What if I’m looking at this all wrong? What if I should only re-read the really good books. Griffin tweeted this to me:
I’ll be thinking more about this. All I know for sure is that reading is good.
The person and the situation. “I’m a firm believer that there are mostly no bad people and it’s just a bad situation or a bad fit and I try to reflect that in the conversation with the individual.”
It’s hard to fire people but Kandanchatha explains his system.“It has to be based on good reasons…most people don’t sit down and write them out and I did. I sat down and wrote down the list. The other thing I said was ‘what happens if I don’t do this?’ and write down that list.”
What I liked about this was his acknowledgement of the conditions. It’s the person and the situation, not only one or the other.
When we miss this duality we often fall for the fundamental attribution error. Sports are an easy place to see this. Michael Mauboussin says that wide receivers are dependent on the situation, kickers less so.
Strategy. Kandanchatha has a two part system for onboarding employees.
- Do they execute?
- Are they competent?
Execution is measured as a percentage. “Everyone does a direct report and it’s a five minute catch up. The priorities are listed for the week and what’s done or not done is captured….At the end of the week you tally them up.”
“It’s really important to me that you have a 90% plus execution rate.” At first I thought his number was kind of low. I mean, who doesn’t get most of their work done a regular basis? Of course I said this without measuring it.
“I have been struck by how important measurement is to improving the human condition. You can achieve incredible progress if you set a clear goal and find a measure that will drive progress toward that goal… this may seem basic, but it is amazing how often it is not done and how hard it is to get right.” Bill Gates
Competency is whether or not you can get things done. Competency in what Jocko Willink calls “extreme ownership.” Kandanchatha says, “I don’t care how you get it done, just that you achieved the outcome in a way that’s consistent with the principles of the culture of the organization.”
If you need help, you ask for it. If you need to break things down and take smaller steps you do that. What matters is moving forward.

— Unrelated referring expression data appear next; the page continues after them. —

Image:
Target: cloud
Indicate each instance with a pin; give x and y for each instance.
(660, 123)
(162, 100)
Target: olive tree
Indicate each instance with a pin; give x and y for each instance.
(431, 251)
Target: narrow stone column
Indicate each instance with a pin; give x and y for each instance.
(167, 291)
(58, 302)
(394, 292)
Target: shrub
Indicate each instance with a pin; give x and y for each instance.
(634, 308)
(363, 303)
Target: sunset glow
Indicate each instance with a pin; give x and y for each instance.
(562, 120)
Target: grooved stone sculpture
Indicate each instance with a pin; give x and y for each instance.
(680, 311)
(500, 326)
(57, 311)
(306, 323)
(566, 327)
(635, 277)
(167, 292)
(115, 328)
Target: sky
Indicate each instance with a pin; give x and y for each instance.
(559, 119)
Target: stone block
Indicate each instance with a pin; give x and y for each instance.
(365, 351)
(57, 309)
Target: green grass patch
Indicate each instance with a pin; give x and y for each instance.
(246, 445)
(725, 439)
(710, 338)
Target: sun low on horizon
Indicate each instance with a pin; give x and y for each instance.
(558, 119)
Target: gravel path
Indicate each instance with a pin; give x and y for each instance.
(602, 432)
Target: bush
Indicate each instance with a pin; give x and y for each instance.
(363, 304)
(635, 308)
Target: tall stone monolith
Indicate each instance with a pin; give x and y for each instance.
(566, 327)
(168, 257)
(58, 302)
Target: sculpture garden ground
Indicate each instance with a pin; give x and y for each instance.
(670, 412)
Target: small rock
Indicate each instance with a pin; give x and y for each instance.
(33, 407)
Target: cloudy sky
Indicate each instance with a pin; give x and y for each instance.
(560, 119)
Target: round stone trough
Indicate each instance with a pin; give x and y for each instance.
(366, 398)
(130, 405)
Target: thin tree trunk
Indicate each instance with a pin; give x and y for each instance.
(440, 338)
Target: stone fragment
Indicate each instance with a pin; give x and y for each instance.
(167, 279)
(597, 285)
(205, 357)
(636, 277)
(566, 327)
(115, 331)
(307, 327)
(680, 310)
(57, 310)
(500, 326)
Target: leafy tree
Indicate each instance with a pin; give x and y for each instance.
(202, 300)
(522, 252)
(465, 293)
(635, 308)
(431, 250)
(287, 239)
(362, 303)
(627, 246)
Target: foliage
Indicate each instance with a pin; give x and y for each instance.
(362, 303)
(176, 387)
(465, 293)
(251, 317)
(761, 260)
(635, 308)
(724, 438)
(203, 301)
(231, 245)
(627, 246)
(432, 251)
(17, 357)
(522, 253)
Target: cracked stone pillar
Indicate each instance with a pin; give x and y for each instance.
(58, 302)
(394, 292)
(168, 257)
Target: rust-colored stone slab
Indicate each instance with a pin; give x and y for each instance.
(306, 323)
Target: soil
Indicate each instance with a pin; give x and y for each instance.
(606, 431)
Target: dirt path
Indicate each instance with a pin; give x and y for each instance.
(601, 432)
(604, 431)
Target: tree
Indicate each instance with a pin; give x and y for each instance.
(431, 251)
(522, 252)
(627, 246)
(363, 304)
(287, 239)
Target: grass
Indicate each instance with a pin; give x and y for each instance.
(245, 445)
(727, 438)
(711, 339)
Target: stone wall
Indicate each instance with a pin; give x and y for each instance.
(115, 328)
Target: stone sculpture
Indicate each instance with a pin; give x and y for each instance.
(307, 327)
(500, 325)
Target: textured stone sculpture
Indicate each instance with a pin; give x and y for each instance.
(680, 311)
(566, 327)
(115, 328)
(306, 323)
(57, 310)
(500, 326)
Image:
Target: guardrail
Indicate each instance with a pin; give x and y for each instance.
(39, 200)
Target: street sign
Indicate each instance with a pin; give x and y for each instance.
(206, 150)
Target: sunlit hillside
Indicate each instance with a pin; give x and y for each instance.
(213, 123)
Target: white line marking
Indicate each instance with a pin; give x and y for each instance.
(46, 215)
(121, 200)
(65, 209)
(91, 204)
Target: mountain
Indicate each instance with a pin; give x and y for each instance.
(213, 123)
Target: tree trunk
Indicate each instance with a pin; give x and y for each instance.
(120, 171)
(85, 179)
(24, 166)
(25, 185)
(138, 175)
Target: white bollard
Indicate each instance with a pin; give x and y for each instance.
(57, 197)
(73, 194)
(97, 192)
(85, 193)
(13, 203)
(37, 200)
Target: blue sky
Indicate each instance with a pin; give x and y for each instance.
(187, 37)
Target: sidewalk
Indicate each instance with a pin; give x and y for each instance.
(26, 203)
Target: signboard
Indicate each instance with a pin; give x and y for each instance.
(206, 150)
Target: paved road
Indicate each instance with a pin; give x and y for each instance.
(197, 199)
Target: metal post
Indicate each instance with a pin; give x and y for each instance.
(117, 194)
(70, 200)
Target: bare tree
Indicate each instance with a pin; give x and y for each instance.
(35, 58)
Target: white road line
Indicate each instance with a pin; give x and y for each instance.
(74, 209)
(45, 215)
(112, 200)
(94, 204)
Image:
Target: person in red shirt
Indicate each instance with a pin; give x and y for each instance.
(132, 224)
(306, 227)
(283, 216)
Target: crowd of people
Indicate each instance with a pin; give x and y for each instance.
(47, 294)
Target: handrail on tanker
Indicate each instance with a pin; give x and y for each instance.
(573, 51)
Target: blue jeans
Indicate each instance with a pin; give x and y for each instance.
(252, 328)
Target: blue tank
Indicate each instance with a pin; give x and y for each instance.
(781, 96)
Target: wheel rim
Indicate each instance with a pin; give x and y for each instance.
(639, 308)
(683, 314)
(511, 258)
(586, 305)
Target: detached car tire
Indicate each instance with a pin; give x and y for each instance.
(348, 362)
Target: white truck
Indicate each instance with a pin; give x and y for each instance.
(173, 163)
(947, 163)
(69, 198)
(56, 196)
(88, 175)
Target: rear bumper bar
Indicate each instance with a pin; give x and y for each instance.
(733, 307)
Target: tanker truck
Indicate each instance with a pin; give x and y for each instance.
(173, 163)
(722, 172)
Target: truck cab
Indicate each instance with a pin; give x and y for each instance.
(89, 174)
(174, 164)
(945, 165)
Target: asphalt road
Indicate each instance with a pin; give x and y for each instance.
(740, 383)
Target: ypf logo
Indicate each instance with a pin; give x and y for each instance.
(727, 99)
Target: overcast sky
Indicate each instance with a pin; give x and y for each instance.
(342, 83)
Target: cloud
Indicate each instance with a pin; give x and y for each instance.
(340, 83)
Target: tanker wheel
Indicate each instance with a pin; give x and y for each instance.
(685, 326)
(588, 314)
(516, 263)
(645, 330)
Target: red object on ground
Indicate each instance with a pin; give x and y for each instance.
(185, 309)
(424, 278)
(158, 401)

Deep understanding. “The best way to invest is to actually run a business in the area that you’re investing in. I invest in technology companies because I understand what it takes to make a technology company successful. I invest in what I know…You want to invest in things that you know inside and out and are able to maximize your very slim odds.”
Speaking of rereading books, one of my favorites is The Five Elements of Effective Thinking, where deep understanding is like rock (the element, get it?) where knowledge is built on.
One tool for deep understanding is to tell good jokes.
Jason Zweig‘s book The Devil’s Financial Dictionary is funny because Zweig understands finance deeply. [The Lonely Island] (https://thewaiterspad.com/2016/06/15/lonely-island/) trio understand deeply. So do advertisers.
Deep understanding can be used for more than humor. Elon Musk and Jeff Bezos are notable because they ask for reports to learn from. Milton Hershey had a deep understanding of candy, cutting his teeth (figuratively) on caramel before chocolate. Tony Hawk said:
“The best advice I have is, you want to learn every aspect of what you’re getting into. I learned it by accident. I didn’t ever want to learn what point of purchase was, or net, but I embraced it because I wanted to be prepared for what was to come.”
The taxi driver and bank manager. “Jobs are a form of short term security but you give up freedom. When you are an entrepreneur you have all the freedom in the world but you have no security.”
This is something Nassim Taleb writes about in Antifragile as he describes brothers, one of whom drives a cab (the entrepreneur) and the other who works in a bank (the jobber, pun intentional). Taleb writes about these two types of professions:
Kandanchatha appears to support this model. Note that he says “short term security.” The kind of security John has – or soon will have had – at the bank.